Results: Four clinical parameters including age > 55 years, higher T stage (T3/T4), higher N stage (N1b) and lymph node ratio (LNR) > 0.4 were significant for distant metastases at the time of diagnosis in MTC patients, and were selected to develop a nomogram model. This model had satisfied discrimination with the AUC and C-index of 0.894, and C-index was confirmed to be 0.878 through bootstrapping validation. A decision curve analysis (DCA) was subsequently made to evaluate the feasibility of this nomogram for predicting distant metastasis. In addition, CSS differed by different M stage, T stage, N stage, age and LNR groups.
Conclusions: Age, T stage, N stage and LNR were extracted to develop a nomogram model for predicting the risk of distant metastases in MTC patients. The model is of great significance for clinicians to timely identify patients with high risk of distant metastases and make further clinical decisions.
Introduction
Medullary thyroid carcinoma (MTC) is a rare neuroendocrine malignant tumor that arises from parafollicular C-cells. About 75% MTC are sporadic and the remaining 25% are hereditary (1, 2). Germline mutations of the RET proto-oncogene cause virtually all hereditary MTC, whereas somatic RET mutations have been described in approximately 50% sporadic MTC samples (3). Although it accounts for less than 5% of thyroid cancer, it causes approximately 13%-14% of thyroid cancer-related deaths (2–6). Distant metastasis is a poor prognostic factor in MTC patients (5, 7, 8). However, about 10%-15% of MTC patients had distant metastases at the time of initial diagnosis (2, 9, 10). A retrospective study of MTC with distant metastases found that the rate of distant metastases detected postoperative was even higher than that preoperative, and most of included patients (89.1%) had undergone total thyroidectomy and central neck dissection (11). The most common metastatic sites of MTC are the lung, bone and liver (11–16). According to previous studies, the 10-year survival rate of MTC patients is greater than 80% (4, 5, 10, 17). However, in the presence of distant metastases, the 10-year disease-specific survival rate drops to 26-44% (2, 4).

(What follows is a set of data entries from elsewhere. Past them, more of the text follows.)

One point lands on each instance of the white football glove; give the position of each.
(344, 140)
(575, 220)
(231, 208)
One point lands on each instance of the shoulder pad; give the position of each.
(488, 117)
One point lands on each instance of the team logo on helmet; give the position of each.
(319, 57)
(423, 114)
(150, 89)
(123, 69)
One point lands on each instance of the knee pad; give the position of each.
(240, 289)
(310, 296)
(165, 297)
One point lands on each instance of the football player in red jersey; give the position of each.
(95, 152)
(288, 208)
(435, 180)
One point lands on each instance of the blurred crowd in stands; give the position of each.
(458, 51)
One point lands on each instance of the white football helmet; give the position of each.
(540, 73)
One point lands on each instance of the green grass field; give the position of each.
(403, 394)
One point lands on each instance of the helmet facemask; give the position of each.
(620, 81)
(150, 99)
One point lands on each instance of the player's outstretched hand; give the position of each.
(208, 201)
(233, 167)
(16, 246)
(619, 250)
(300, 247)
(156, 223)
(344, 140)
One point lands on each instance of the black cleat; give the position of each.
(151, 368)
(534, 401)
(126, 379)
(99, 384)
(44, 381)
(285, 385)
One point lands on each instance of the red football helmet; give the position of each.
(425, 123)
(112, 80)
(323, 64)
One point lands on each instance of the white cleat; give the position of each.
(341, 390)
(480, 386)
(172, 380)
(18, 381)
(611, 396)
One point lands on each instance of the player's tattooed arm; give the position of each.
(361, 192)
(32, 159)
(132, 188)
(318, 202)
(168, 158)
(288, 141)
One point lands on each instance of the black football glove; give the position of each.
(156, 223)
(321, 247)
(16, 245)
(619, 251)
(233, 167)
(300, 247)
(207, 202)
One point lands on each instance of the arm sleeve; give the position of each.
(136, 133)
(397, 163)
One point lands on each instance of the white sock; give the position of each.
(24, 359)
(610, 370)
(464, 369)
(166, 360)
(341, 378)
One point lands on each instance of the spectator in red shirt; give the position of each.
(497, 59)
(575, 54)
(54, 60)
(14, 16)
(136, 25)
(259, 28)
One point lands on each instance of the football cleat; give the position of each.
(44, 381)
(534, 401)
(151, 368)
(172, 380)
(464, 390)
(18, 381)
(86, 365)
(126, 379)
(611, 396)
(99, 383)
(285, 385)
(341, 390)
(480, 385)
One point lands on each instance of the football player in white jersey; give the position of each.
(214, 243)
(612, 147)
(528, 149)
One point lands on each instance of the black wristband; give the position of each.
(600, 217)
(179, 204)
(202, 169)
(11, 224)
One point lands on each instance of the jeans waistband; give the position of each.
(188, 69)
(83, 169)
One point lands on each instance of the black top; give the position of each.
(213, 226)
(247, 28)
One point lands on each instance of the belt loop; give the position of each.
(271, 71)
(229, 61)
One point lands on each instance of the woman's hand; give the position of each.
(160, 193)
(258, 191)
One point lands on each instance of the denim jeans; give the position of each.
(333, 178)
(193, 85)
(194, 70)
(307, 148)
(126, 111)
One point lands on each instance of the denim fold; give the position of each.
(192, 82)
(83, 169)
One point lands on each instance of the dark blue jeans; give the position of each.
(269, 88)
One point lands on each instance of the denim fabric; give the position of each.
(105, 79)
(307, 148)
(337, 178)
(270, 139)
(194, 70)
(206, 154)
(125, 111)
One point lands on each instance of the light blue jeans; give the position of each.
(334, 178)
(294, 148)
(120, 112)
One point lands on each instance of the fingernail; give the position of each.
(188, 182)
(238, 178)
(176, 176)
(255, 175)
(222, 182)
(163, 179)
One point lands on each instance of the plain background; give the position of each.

Targeted therapy has brought great hope to patients with advanced progressive MTC over the past decade. Selpercatinib and pralsetinib, two RET-specific inhibitors recently approved by the FDA for the treatment of RET-mutant MTC, have been shown to be effective and well tolerated (18, 19). MTC patients with distant metastases are expected to improve survival through targeted therapy. Therefore, it is critical to timely and effective identification of MTC patients at high risk of distant metastases.
According to American Thyroid Association Guidelines, contrast-enhanced CT of the neck and chest, three-phase contrast-enhanced CT or contrast-enhanced MRI of the liver, and axial MRI and bone scintigraphy are recommended in MTC patients with suspected distant metastases (3). However, the sensitivity of these imaging techniques in localizing metastatic disease is below 80% (3), and these systemic imaging techniques are expensive to repeat during postoperative monitoring.
Currently, there are very rare models for predicting distant metastases of MTC patients. Therefore, it is of great clinical significance and economic benefit to construct a simple and convenient clinical model for predicting the distant metastasis in MTC. We designed a retrospective study based on the SEER database, which mainly aimed at constructing and validating a nomogram to predict distant metastases for MTC patients.
Materials and methods
Patients and data collection
The data we analyzed were generated from the SEER database using the SEER∗Stat software (version 8.3.9.2; National Cancer Institute, USA). The SEER database was last updated in November 2020, and the last follow-up date for the updated data was late 2018.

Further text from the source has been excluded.